Author: Kerri Sakamoto
This book came highly recommended from one source and… not so much from another. I hadn’t heard of it, but knowing that it was about Japan got my interest enough at least to read it. My mom, who is the one who didn’t enjoy it, thought that at least I’d be more interested in it than she was.
The book spoke a lot about World War II and I really enjoyed reading some passages, such as the letters writting by a kamikaze pilot to his girlfriend, and about some of the effects of dropping the atomic bombs on Hiroshima and Nagasaki. Many parts about how expatriots and foreigners were treated really, in an odd way, felt familiar to me.

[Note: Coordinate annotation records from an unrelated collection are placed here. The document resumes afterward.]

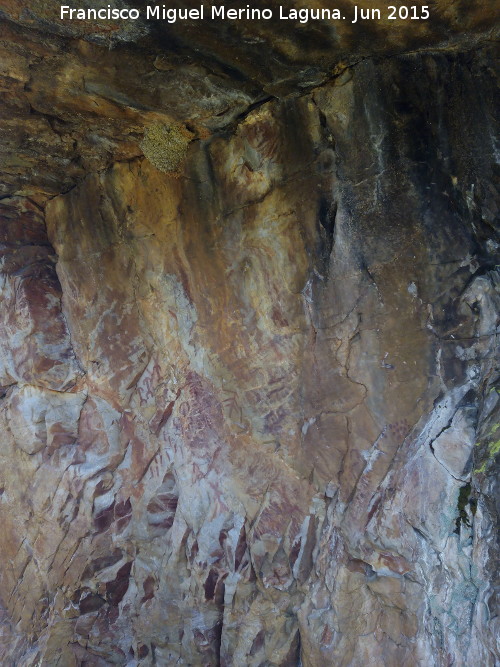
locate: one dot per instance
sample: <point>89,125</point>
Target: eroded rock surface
<point>250,410</point>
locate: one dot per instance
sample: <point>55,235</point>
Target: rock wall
<point>249,411</point>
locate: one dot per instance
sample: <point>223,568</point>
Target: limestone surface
<point>249,401</point>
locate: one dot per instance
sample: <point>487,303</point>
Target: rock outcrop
<point>250,394</point>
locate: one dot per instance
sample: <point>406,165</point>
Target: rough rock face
<point>249,410</point>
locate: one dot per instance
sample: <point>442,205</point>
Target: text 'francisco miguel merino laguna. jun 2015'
<point>248,13</point>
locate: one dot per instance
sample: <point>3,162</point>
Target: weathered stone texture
<point>249,410</point>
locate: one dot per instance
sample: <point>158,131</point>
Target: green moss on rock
<point>165,146</point>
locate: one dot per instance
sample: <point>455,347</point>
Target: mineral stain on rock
<point>249,382</point>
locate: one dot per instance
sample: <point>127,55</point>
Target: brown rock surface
<point>249,410</point>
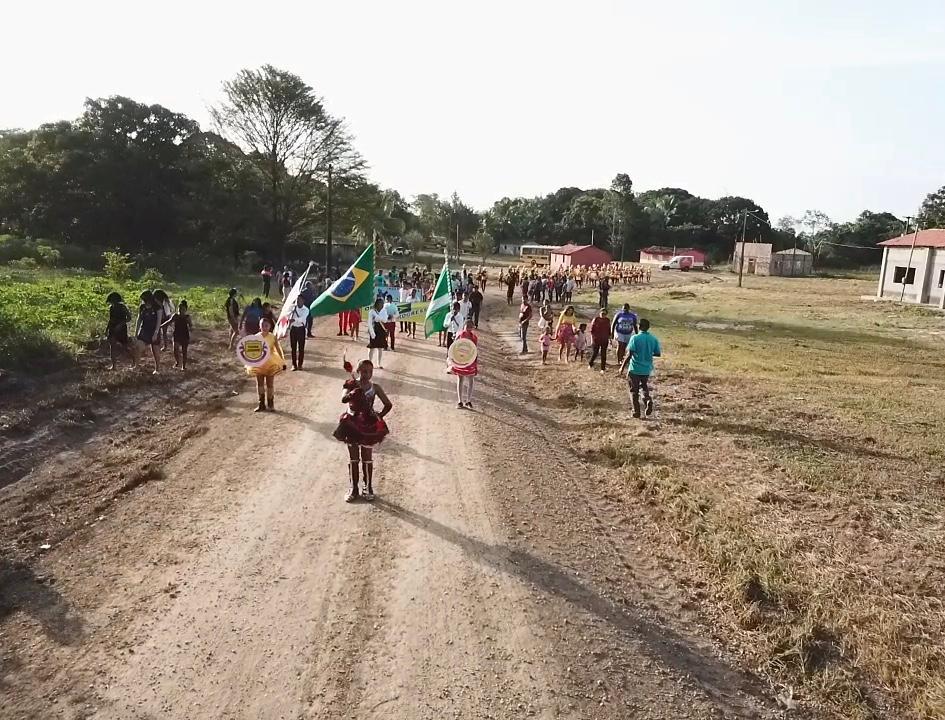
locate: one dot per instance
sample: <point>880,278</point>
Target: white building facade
<point>913,268</point>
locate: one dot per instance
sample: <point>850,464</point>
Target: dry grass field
<point>796,470</point>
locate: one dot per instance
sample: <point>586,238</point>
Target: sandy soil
<point>490,579</point>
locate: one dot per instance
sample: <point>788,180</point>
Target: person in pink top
<point>545,341</point>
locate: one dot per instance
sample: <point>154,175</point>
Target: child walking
<point>182,329</point>
<point>266,374</point>
<point>354,324</point>
<point>580,342</point>
<point>545,341</point>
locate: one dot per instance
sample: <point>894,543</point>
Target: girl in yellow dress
<point>266,373</point>
<point>567,324</point>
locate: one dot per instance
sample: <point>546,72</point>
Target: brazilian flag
<point>352,291</point>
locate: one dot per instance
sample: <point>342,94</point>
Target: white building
<point>510,247</point>
<point>913,268</point>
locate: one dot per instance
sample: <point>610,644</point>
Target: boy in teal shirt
<point>641,350</point>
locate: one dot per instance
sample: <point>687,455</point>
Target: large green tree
<point>283,125</point>
<point>932,212</point>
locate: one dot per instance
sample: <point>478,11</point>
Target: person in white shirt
<point>377,319</point>
<point>454,324</point>
<point>390,307</point>
<point>465,310</point>
<point>297,331</point>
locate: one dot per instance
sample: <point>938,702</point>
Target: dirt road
<point>487,580</point>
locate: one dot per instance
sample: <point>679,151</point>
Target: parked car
<point>679,262</point>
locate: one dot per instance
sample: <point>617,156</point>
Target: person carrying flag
<point>623,328</point>
<point>361,428</point>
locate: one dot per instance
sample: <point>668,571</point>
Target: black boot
<point>368,467</point>
<point>353,491</point>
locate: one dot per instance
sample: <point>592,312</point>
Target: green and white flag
<point>439,306</point>
<point>351,291</point>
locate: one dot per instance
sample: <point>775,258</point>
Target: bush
<point>49,256</point>
<point>26,263</point>
<point>27,347</point>
<point>118,266</point>
<point>152,278</point>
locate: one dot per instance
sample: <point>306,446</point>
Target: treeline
<point>145,180</point>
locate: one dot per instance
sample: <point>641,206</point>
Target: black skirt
<point>379,341</point>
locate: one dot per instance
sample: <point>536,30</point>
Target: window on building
<point>900,273</point>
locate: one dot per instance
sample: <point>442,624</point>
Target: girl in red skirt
<point>360,428</point>
<point>466,374</point>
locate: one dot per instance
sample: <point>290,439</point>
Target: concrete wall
<point>757,258</point>
<point>789,265</point>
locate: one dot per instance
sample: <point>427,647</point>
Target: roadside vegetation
<point>799,468</point>
<point>50,318</point>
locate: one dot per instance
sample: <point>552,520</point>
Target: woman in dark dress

Unfortunately these good bits only came intermitently in what was otherwise a very confusing narrative. There wasn’t much sense of who all the characters where, and even more annoyingly, what they were doing at any given point. I often had moments where I thought that there were three people standing in a park, and then a fourth person leaves the room. Fourth person? Room? Or at least similar things. At one point I thought they were in their apartment and they were actually on a train. At another point I thought they were on a beach and they were at a museum. The narrative changes from dialogue to a mere description of what was discussed, and then back again, as if this was supposed to be a perfectly natural flow.
This book had a lot of potential, but the rough, confusing narrative and completely forgettable characters didn’t leave any lasting effect on me.